Afgelopen nacht heeft Turkije diens luchtbombardementen tegen ISIS en de Koerden voortgezet. Behalve in Syrië, viel men ook aan in Irak. Nadat premier Davutoglu en president Erdogan gisteren aankondigden dat Turkije voorlopig actief blijft in
de strijd tegen ISIS en de PKK, werden vannacht zoals verwacht weer bombardementen uitgevoerd op doelen die behoren bij de twee organisaties. Niet alleen in Syrië vonden aanvallen plaats, maar ook het
luchtruim van Irak werd bezocht:
Turkse gevechtsvliegtuigen hebben volgens Turkse media vrijdagavond laat kampen van de extremistische Koerdische strijdgroep PKK (Koerdische Arbeiderspartij) in het noorden van Irak aangevallen. Ook zouden er eerder op de avond in het noorden van Syrië doelen van Islamitische Staat (IS) zijn bestookt.

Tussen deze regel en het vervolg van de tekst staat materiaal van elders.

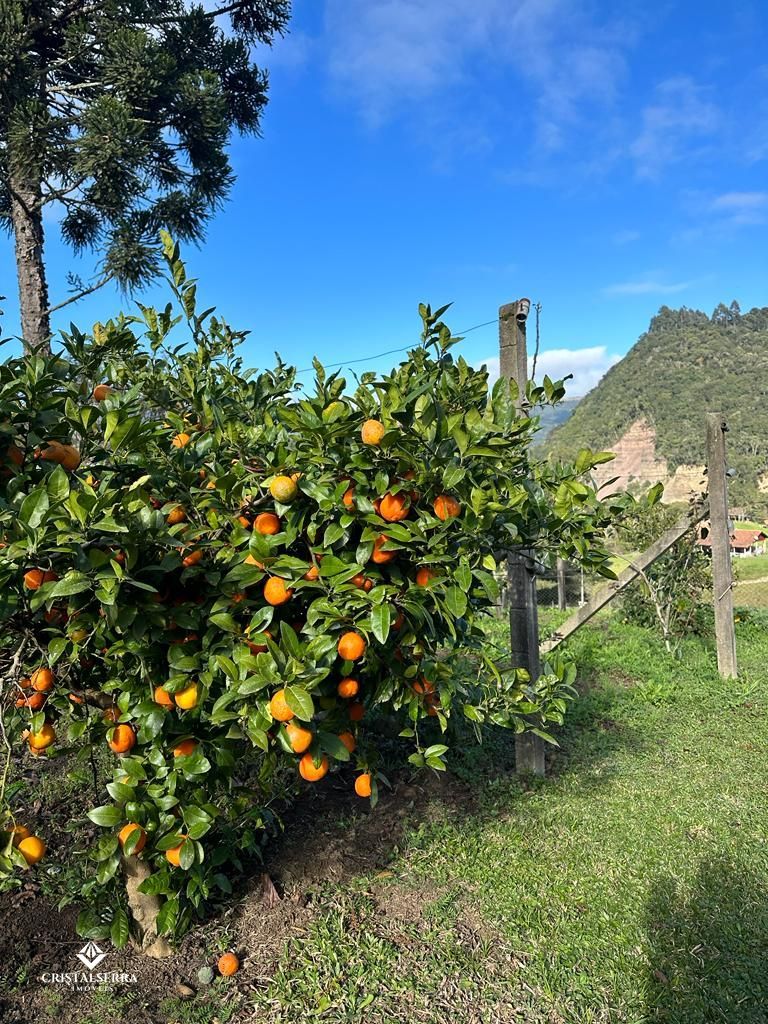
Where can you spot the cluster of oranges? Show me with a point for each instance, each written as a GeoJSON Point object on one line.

Bombardementen op PKK - het Turks-Koerdische verzetsleger dat ook tegen ISIS strijdt - zullen misschien niet direct begrepen worden door alle partijen. Daarnaast is Turkije al tientallen jaren langer
de vijand van de PKK dan ISIS dat is. De PKK wil namelijk niet alleen de Koerdische gebieden in Syrië en Irak bevrijden van ISIS, maar streeft ook naar een eigen staat in Turkije. Om dat doel te bereiken worden ook regelmatig aanslagen in Turkije gepleegd. Afgelopen woensdag nog kwamen bij zo'n aanval
twee politie-agenten om het leven.
In het Westen wordt tevreden gereageerd dat Turkije nu eindelijk zich ook actief mengt in de oorlog tegen ISIS. Maar ook aanhangers van ISIS zijn niet ontevreden met het feit dat ook de PKK
er van langs krijgt.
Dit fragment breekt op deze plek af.